The trouble is that people here illegally don’t tend to advertise the fact for some strange reason, so we’ve really no very precise idea how many there might be, though we can make estimates by using various proxies.
@Chris Miller
We don’t need a precise idea to put bounds on the possibilities. As of 31st December 2018 HM Passport Office reported that there were 50,702,966 UK passports currently valid. None of these people can be illegal immigrants. We can compare that with the estimates of the population from lots of other areas, such as numbers registered to vote, total estimated population etc. There just isn’t scope for large numbers of illegal immigrants – especially as they cannot open a bank account, rent accommodation, or get employment.
And, of course, someone here illegally that we cannot practically detect is not costing us much. They’re not claiming benefits or using most public services.
Well, yeeeees. See your point, but the latest census said there are 67.33 million people in the UK. Which is a bit more than 50.7 million.

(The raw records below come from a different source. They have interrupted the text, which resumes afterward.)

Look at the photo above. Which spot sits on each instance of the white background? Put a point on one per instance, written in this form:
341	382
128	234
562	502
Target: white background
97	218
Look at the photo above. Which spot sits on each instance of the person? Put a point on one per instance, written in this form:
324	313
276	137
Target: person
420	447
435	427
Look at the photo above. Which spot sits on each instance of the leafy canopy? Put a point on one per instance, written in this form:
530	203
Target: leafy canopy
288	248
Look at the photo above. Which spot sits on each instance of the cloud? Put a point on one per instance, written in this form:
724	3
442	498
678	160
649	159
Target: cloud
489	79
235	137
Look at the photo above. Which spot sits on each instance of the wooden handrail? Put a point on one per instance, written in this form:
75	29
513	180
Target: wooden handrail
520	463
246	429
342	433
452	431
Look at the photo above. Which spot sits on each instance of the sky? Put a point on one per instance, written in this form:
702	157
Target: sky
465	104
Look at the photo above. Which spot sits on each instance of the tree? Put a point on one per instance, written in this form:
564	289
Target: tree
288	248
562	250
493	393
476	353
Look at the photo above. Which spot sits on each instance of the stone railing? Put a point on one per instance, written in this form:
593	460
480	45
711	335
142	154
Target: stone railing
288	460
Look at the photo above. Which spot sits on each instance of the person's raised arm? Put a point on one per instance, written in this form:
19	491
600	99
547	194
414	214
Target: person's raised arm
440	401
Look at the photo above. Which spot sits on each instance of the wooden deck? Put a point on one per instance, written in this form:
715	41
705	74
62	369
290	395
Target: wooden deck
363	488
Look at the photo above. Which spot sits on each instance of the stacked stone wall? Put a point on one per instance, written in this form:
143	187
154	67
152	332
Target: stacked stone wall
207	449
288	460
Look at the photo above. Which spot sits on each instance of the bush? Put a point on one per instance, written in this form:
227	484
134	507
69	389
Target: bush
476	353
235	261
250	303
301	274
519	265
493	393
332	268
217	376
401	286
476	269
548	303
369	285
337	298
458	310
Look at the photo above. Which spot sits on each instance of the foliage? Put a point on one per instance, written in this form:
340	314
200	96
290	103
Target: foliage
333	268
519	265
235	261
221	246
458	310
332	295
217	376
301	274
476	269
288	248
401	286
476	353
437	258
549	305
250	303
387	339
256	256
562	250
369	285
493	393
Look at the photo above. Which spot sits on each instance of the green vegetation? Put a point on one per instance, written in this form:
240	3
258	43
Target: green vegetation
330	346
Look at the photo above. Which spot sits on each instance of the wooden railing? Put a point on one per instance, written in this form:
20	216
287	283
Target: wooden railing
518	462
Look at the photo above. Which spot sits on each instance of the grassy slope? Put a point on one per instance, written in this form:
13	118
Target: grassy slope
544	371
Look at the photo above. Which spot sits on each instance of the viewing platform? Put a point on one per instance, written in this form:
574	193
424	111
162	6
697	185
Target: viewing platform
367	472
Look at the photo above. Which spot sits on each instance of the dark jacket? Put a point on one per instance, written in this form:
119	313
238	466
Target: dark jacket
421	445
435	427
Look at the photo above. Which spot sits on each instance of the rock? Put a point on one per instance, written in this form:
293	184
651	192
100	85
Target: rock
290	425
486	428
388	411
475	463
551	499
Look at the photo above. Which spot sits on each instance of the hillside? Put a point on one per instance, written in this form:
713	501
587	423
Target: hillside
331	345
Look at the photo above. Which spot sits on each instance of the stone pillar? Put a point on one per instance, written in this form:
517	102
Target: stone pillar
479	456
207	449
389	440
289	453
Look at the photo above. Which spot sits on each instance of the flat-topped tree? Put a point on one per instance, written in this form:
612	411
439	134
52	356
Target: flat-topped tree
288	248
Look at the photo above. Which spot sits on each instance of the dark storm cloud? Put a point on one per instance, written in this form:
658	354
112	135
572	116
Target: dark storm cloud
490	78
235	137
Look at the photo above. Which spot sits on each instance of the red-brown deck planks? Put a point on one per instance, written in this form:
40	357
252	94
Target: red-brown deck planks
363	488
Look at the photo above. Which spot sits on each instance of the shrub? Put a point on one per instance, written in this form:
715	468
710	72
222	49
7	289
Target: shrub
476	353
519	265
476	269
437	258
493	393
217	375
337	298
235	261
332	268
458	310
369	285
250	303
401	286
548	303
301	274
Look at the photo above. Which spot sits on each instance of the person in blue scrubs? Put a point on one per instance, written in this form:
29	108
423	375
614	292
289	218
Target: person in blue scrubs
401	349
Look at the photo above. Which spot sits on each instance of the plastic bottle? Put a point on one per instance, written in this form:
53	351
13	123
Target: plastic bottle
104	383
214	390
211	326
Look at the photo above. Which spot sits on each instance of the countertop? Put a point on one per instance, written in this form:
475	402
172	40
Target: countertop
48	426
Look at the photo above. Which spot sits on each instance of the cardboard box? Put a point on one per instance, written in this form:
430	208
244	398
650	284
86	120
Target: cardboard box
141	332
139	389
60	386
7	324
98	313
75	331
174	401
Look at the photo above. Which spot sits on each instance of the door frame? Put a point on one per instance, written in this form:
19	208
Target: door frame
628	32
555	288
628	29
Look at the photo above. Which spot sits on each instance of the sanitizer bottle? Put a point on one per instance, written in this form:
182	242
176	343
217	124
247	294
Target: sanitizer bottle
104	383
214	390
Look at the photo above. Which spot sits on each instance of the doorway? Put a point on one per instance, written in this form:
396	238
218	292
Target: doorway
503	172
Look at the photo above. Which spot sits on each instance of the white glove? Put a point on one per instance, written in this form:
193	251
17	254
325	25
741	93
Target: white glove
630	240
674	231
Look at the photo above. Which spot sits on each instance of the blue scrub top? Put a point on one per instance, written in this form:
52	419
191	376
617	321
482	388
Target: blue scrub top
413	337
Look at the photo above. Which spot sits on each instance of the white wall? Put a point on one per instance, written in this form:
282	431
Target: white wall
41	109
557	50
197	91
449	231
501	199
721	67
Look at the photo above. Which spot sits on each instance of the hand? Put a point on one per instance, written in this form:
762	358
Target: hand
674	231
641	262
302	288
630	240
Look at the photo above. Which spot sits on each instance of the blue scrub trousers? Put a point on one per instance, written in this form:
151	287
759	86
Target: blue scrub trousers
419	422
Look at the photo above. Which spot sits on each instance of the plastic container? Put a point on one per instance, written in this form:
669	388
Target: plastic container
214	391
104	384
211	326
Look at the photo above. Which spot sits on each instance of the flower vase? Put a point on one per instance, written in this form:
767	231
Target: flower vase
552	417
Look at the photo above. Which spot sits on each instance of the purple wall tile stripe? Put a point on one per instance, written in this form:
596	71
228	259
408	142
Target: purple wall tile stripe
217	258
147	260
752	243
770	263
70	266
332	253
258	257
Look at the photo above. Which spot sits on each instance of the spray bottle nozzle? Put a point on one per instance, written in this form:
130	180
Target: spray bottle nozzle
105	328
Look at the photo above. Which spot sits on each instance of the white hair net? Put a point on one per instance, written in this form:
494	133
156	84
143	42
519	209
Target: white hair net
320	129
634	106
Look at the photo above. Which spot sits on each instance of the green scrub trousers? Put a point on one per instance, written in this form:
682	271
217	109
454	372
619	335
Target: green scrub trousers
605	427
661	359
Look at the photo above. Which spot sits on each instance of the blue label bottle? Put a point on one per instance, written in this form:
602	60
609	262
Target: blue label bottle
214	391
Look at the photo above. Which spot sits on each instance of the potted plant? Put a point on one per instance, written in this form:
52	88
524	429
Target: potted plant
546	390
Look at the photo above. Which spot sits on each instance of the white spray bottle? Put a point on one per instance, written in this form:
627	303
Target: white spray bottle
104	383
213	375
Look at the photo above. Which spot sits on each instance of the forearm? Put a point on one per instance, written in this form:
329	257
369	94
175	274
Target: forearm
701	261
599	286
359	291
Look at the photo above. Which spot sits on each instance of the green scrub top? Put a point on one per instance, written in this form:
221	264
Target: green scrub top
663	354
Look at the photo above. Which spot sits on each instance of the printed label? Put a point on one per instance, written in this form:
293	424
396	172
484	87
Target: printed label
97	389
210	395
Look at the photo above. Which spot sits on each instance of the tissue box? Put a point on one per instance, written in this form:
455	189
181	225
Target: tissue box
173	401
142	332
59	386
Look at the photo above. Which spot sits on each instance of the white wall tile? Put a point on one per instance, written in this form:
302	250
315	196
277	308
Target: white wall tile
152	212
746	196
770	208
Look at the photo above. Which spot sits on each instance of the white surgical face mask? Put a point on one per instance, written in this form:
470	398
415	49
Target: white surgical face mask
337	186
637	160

Yes, but considering that there are quite a few known legal immigrants, and a substantial number of British people do not have passports (especially those too young or too old to travel beyond the British Isles), how many is a reasonably plausible number of people here illegally? Bear in mind that a survey conducted in connection with the new voter ID scheme found that only 91% of voters said they have a passport that would allow them to vote (UK, commonwealth, EEA).
Back when Polly Toynbee was insisting that local councils must have much, much, more money she was insisting that we can measure the population by sewage volume. And there were many, many, more people. Oddly, that claim has gone all a bit quiet since the vox populi started to worry about immigration numbers. That claim that there are lots and lots of unregistered people that is.
I wouldn’t pay much attention to what she says. Just think about what happens if people get the idea they shoud eat more roughage for bowel health and what that does to sewage volume. And how do you measure sewage volume in the first place if rainwater runoff ends up in the same pipes?